Wisigoths

Les Wisigoths (« Goths sages » ou, comme dans le mot allemand et néerlandais Westgoten, « Goths de l'ouest ») ou Tervinges (« peuple de la forêt ») étaient un peuple germanique issu des Goths. Les Wisigoths sont ceux qui, migrant depuis la région de la mer Noire, s'installèrent vers 270-275 dans la province romaine abandonnée de Dacie (actuelle Roumanie), au sein de l'Empire romain, alors que les Ostrogoths s'installèrent, pour leur part, en Sarmatie (actuelle Ukraine).

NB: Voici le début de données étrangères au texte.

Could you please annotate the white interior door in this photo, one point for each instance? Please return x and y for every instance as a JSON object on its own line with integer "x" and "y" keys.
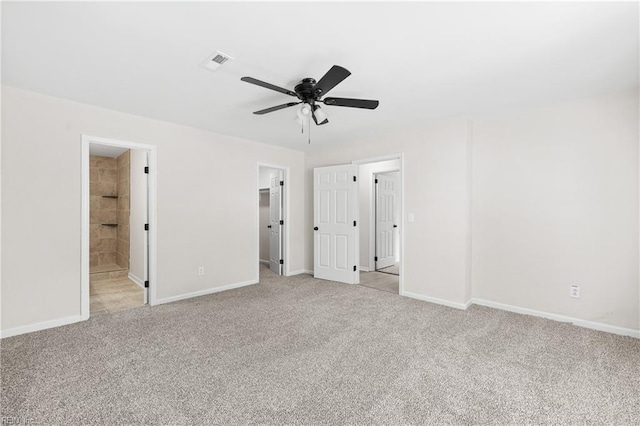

Les Wisigoths migrèrent à nouveau vers l'ouest dès 376 et vécurent au sein de l'Empire romain d'Occident, en Hispanie et en Aquitaine. Les Ostrogoths, eux, migrèrent aussi vers l'ouest, mais plus tard que les Wisigoths, et vécurent en Italie. Wisigoths et Ostrogoths sont classés dans la branche ostique des peuples germaniques. Après la chute de l'Empire romain d'Occident (476), les Wisigoths ont continué pendant près de 250 ans à jouer un rôle important en Europe occidentale. C'est l'un des peuples barbares les plus prestigieux d'Europe, tant par sa longue histoire et ses origines mythiques, que par les traces qu'il laissa longtemps dans les esprits.

Wisigoths

Les aigles représentés sur ces fibules du VIe siècle, et trouvés à Tierra de Barros (Badajoz), étaient un symbole populaire parmi les Goths en Espagne.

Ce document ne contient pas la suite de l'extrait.